As plantações americanas se basearam na exploração de africanos escravizados que fizeram da África um anexo da América, com a função de fornecer mão-de-obra escrava ao continente. Aproximadamente cem milhões de africanos foram capturados com esse fim.

No século 19, a monocultura em grande escala que tinha sido introduzida na América também foi imposta na África pelos europeus, com as mesmas bases: fornecer mercadorias baratas aos mercados europeus.

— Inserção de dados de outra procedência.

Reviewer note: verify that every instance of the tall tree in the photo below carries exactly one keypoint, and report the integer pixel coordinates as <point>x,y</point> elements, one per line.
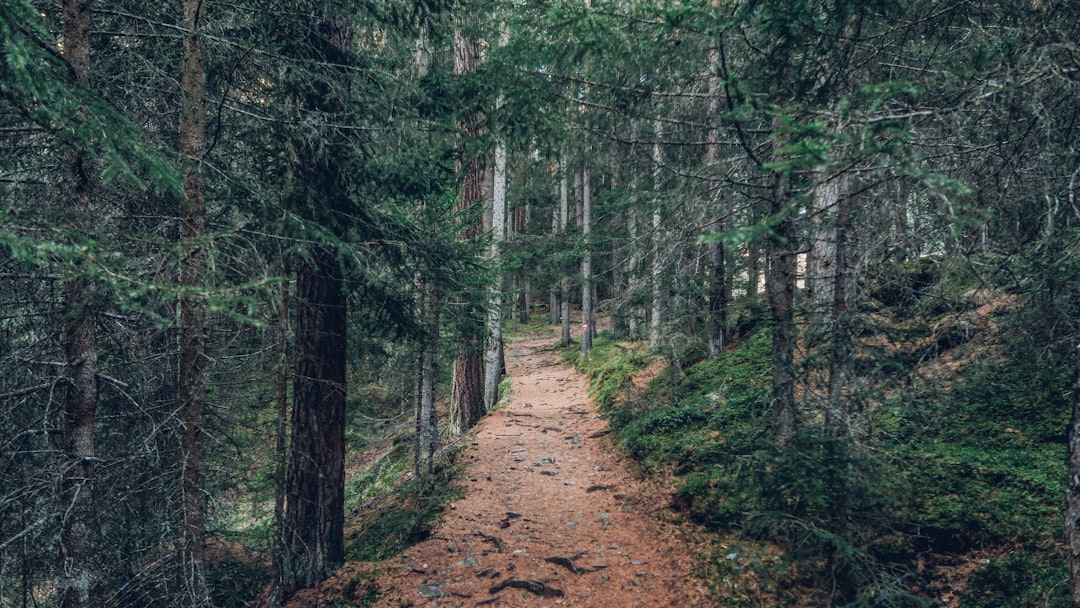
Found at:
<point>467,381</point>
<point>493,363</point>
<point>192,390</point>
<point>80,406</point>
<point>314,510</point>
<point>588,288</point>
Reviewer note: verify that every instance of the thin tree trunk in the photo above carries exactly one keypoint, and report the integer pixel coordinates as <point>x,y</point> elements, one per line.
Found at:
<point>467,382</point>
<point>314,502</point>
<point>314,515</point>
<point>564,219</point>
<point>838,411</point>
<point>427,429</point>
<point>192,392</point>
<point>780,288</point>
<point>493,367</point>
<point>281,448</point>
<point>80,405</point>
<point>657,320</point>
<point>588,304</point>
<point>719,291</point>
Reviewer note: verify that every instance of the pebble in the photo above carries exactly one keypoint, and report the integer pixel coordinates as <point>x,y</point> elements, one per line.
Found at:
<point>431,591</point>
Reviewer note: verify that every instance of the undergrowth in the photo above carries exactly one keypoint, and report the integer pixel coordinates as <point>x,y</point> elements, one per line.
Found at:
<point>403,515</point>
<point>974,463</point>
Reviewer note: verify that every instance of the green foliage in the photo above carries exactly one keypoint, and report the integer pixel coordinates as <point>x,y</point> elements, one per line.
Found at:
<point>234,582</point>
<point>609,366</point>
<point>1018,580</point>
<point>39,83</point>
<point>903,284</point>
<point>401,517</point>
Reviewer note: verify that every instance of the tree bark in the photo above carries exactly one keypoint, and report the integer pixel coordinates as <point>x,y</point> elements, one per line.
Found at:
<point>192,392</point>
<point>588,302</point>
<point>838,410</point>
<point>657,320</point>
<point>493,365</point>
<point>781,293</point>
<point>80,404</point>
<point>314,518</point>
<point>564,221</point>
<point>281,449</point>
<point>719,291</point>
<point>427,429</point>
<point>467,382</point>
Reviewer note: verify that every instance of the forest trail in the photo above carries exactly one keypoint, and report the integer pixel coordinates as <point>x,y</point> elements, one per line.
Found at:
<point>551,515</point>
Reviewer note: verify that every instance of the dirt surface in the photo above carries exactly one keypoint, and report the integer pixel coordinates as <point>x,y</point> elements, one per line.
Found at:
<point>551,515</point>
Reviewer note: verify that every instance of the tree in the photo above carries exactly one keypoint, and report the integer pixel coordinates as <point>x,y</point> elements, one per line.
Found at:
<point>467,382</point>
<point>314,507</point>
<point>192,390</point>
<point>81,349</point>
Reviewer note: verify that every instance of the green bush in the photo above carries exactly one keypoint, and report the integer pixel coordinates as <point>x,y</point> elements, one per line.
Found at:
<point>1018,581</point>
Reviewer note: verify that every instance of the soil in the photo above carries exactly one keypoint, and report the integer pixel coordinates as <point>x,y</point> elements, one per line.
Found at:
<point>552,515</point>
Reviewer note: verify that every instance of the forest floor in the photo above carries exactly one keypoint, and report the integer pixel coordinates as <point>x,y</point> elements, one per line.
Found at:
<point>551,514</point>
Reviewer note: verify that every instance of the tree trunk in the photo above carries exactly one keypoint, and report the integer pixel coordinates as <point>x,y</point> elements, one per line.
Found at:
<point>1072,502</point>
<point>281,448</point>
<point>838,413</point>
<point>192,392</point>
<point>493,366</point>
<point>657,320</point>
<point>80,404</point>
<point>427,429</point>
<point>467,383</point>
<point>564,220</point>
<point>719,291</point>
<point>314,515</point>
<point>588,304</point>
<point>780,288</point>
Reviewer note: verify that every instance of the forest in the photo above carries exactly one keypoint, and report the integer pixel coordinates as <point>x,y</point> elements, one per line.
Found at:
<point>258,262</point>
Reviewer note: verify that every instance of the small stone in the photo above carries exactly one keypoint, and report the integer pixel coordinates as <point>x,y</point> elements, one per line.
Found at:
<point>431,591</point>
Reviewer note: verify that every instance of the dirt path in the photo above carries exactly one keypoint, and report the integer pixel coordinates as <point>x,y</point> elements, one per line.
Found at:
<point>550,515</point>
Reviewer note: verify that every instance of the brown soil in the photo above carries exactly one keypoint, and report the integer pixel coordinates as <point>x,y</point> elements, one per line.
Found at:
<point>551,514</point>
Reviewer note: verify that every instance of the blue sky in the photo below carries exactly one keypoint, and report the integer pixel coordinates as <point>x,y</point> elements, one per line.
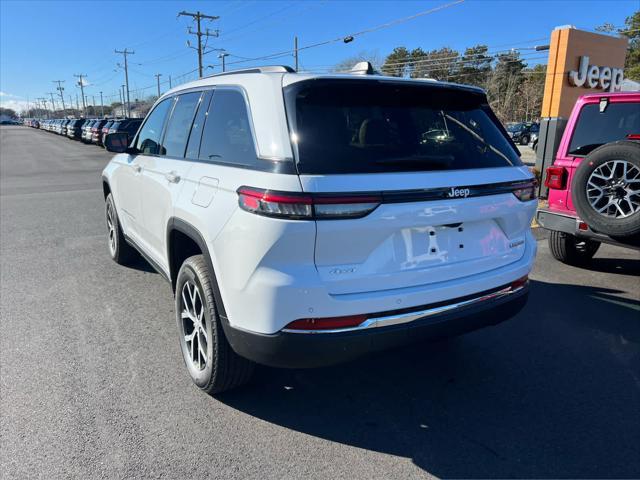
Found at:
<point>45,41</point>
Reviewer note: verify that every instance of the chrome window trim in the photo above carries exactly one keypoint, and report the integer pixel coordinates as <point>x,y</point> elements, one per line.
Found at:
<point>399,319</point>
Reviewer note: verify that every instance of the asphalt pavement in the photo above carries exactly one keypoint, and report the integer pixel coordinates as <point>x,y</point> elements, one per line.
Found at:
<point>92,382</point>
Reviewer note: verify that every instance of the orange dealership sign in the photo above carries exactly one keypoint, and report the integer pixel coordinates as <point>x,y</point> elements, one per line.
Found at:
<point>580,62</point>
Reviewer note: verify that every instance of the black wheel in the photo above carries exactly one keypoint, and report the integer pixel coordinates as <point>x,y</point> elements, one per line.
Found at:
<point>570,249</point>
<point>121,252</point>
<point>606,189</point>
<point>213,365</point>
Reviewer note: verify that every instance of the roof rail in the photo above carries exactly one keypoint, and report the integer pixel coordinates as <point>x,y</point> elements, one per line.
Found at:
<point>266,69</point>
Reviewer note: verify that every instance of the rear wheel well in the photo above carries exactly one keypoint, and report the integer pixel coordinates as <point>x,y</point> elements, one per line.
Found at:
<point>180,247</point>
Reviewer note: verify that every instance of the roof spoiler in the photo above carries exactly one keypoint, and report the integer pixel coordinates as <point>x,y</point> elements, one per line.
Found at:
<point>364,68</point>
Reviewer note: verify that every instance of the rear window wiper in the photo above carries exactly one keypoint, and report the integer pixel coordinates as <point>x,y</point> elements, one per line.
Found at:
<point>422,159</point>
<point>585,149</point>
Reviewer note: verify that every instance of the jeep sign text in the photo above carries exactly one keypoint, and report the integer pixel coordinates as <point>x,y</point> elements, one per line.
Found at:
<point>458,192</point>
<point>592,76</point>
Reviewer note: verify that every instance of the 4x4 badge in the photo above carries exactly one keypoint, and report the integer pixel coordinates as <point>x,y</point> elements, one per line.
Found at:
<point>458,192</point>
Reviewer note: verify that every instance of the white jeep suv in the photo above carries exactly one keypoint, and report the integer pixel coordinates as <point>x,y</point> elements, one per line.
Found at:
<point>304,220</point>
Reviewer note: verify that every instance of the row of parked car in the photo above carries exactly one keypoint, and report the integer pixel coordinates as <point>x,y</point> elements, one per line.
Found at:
<point>87,130</point>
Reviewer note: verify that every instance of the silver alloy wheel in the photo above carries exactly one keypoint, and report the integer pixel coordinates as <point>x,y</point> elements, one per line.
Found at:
<point>194,325</point>
<point>111,227</point>
<point>613,189</point>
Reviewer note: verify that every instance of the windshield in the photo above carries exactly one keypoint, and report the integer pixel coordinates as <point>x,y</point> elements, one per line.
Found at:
<point>594,129</point>
<point>349,126</point>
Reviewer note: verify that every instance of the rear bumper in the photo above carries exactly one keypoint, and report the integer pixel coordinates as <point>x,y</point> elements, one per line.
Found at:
<point>567,223</point>
<point>308,350</point>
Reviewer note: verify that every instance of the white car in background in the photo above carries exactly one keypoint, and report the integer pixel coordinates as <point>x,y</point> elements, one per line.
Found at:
<point>305,220</point>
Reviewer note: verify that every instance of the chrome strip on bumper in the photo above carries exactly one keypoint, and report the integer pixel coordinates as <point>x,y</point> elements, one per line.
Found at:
<point>386,321</point>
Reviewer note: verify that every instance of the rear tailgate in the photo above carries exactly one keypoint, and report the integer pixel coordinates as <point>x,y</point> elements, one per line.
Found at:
<point>407,241</point>
<point>439,173</point>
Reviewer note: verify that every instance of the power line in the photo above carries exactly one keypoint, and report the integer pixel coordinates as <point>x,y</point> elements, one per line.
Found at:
<point>198,16</point>
<point>60,89</point>
<point>81,83</point>
<point>352,35</point>
<point>126,52</point>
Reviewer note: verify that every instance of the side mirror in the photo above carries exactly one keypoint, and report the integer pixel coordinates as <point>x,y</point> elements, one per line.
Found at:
<point>117,142</point>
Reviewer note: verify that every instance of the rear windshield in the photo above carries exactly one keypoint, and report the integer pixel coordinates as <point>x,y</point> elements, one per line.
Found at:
<point>594,128</point>
<point>366,126</point>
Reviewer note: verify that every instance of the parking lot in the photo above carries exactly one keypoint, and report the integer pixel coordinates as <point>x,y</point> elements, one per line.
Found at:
<point>93,382</point>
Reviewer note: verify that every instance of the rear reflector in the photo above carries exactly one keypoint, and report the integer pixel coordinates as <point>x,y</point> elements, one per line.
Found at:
<point>354,321</point>
<point>329,323</point>
<point>304,206</point>
<point>556,178</point>
<point>521,282</point>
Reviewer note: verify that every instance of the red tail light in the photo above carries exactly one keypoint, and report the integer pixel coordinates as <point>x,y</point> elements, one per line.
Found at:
<point>526,192</point>
<point>328,323</point>
<point>305,206</point>
<point>556,178</point>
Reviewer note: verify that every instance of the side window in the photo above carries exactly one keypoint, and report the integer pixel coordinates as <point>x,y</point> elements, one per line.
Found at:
<point>196,131</point>
<point>149,138</point>
<point>179,124</point>
<point>227,133</point>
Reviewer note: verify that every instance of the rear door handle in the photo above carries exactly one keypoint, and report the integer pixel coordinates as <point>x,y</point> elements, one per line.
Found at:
<point>173,177</point>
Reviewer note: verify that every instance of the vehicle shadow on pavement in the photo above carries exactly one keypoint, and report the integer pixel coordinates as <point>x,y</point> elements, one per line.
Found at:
<point>625,266</point>
<point>555,392</point>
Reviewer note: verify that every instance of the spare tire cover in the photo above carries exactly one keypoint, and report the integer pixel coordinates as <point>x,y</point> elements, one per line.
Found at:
<point>606,189</point>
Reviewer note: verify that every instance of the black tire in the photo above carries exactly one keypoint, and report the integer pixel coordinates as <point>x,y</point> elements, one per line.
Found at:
<point>222,369</point>
<point>119,250</point>
<point>570,249</point>
<point>628,226</point>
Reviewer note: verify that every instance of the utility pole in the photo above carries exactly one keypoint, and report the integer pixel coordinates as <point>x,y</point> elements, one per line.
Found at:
<point>53,104</point>
<point>223,55</point>
<point>199,33</point>
<point>126,52</point>
<point>124,98</point>
<point>44,103</point>
<point>60,89</point>
<point>158,75</point>
<point>81,83</point>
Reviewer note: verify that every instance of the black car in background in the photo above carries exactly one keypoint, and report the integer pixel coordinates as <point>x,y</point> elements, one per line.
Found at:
<point>129,125</point>
<point>74,128</point>
<point>104,130</point>
<point>521,133</point>
<point>96,130</point>
<point>86,130</point>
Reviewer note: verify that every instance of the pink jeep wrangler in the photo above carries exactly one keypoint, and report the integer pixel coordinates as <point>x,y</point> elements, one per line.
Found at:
<point>594,183</point>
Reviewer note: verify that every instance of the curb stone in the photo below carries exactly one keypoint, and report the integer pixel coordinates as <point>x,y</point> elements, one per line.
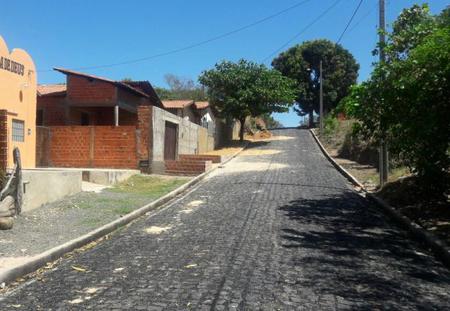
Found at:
<point>342,170</point>
<point>9,275</point>
<point>438,247</point>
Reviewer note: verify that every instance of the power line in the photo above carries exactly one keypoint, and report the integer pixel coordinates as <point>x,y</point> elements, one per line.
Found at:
<point>350,21</point>
<point>194,45</point>
<point>303,30</point>
<point>370,11</point>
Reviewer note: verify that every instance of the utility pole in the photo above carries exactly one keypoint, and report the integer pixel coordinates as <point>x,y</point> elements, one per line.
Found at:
<point>321,99</point>
<point>384,161</point>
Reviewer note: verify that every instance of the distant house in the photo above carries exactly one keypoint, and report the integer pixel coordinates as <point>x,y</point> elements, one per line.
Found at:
<point>206,115</point>
<point>182,108</point>
<point>92,121</point>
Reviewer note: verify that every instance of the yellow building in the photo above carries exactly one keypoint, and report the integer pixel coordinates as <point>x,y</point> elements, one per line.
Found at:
<point>17,106</point>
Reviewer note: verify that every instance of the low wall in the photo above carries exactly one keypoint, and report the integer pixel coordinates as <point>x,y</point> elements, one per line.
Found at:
<point>45,186</point>
<point>205,141</point>
<point>87,146</point>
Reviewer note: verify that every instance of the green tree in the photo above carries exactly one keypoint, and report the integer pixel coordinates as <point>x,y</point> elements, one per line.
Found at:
<point>245,88</point>
<point>302,63</point>
<point>406,99</point>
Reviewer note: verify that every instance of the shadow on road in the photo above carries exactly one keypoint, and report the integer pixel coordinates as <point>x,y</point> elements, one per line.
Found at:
<point>345,248</point>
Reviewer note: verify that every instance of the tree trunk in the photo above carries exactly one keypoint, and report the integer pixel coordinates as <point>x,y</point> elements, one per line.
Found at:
<point>242,129</point>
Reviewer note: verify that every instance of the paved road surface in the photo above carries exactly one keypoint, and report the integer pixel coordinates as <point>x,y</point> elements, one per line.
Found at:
<point>276,229</point>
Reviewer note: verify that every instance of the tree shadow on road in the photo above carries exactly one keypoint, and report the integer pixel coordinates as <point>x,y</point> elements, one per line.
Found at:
<point>345,248</point>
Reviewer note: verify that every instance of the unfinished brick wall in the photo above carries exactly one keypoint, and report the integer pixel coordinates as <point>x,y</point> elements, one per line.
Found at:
<point>115,147</point>
<point>92,146</point>
<point>3,139</point>
<point>70,146</point>
<point>42,146</point>
<point>53,109</point>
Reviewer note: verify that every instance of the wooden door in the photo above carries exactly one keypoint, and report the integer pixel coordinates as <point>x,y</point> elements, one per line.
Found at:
<point>170,141</point>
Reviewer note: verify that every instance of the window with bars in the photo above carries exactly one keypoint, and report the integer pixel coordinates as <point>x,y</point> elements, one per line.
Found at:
<point>18,130</point>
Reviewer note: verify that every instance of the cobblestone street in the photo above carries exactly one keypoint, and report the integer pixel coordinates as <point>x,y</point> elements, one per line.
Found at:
<point>277,228</point>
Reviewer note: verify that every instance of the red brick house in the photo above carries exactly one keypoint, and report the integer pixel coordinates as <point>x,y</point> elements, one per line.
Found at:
<point>184,108</point>
<point>94,122</point>
<point>92,100</point>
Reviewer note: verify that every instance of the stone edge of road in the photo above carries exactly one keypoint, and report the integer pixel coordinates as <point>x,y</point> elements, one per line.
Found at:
<point>9,275</point>
<point>439,247</point>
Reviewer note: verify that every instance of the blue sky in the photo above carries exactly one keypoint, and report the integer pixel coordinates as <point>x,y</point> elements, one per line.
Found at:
<point>85,33</point>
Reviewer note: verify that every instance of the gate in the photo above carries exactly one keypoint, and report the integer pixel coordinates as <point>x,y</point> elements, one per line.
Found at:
<point>170,141</point>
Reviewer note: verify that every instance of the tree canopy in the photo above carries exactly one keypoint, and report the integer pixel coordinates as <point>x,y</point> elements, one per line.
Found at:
<point>406,99</point>
<point>245,88</point>
<point>302,62</point>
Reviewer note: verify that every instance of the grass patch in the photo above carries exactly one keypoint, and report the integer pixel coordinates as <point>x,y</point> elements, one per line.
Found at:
<point>91,222</point>
<point>148,185</point>
<point>123,210</point>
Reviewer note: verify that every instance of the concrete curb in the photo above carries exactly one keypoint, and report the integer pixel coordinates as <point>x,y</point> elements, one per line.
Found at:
<point>342,170</point>
<point>438,247</point>
<point>52,254</point>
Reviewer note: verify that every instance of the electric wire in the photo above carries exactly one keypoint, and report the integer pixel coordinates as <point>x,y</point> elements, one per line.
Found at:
<point>350,21</point>
<point>191,46</point>
<point>318,18</point>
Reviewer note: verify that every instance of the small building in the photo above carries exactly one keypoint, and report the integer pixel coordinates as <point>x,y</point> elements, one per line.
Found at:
<point>91,100</point>
<point>182,108</point>
<point>17,106</point>
<point>206,115</point>
<point>94,122</point>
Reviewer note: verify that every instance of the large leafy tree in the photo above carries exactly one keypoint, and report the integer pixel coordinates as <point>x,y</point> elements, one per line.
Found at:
<point>245,88</point>
<point>302,63</point>
<point>406,99</point>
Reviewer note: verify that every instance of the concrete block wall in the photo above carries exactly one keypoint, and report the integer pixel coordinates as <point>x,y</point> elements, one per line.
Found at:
<point>187,137</point>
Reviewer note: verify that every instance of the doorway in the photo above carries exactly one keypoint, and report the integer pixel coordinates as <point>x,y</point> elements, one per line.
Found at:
<point>170,141</point>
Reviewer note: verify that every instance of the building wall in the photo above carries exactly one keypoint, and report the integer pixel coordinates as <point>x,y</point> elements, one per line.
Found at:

A cana-de-açúcar, o tabaco, o algodão, o chá, o arroz e o café foram alguns dos principais produtos cultivados nas colônias, que paradoxalmente tiveram que começar a importar alimentos já que os cultivos comerciais geralmente ocupavam a maioria da terra agricultável disponível, às vezes até 80%.

A cana-de-açúcar requeria muita mão-de-obra (originalmente de escravos). Cultivada como monocultura, esgotou o solo rapidamente. Para 1700, o Brasil era a maior área produtora de açúcar do mundo, e a maior parte das Índias Ocidentais se transformaram em grandes plantações de cana-de-açúcar.

O padrão produtivo monocultor orientado às importações imposto pelo sistema colonial –no passado, bem como no presente- têm sido estabelecido às expensas das pessoas e dos ecossistemas, principalmente das florestas. Essas culturas, que tinham vivido em estreito contato com a natureza, tinham desenvolvido uma relação totalmente equilibrada com seu meio ambiente, o que poderia ser um referencial a seguir. Mas a antiga e depois a nova colonização colocou um calço que fez o mundo global ingressar no presente beco sem saída. (MCZ)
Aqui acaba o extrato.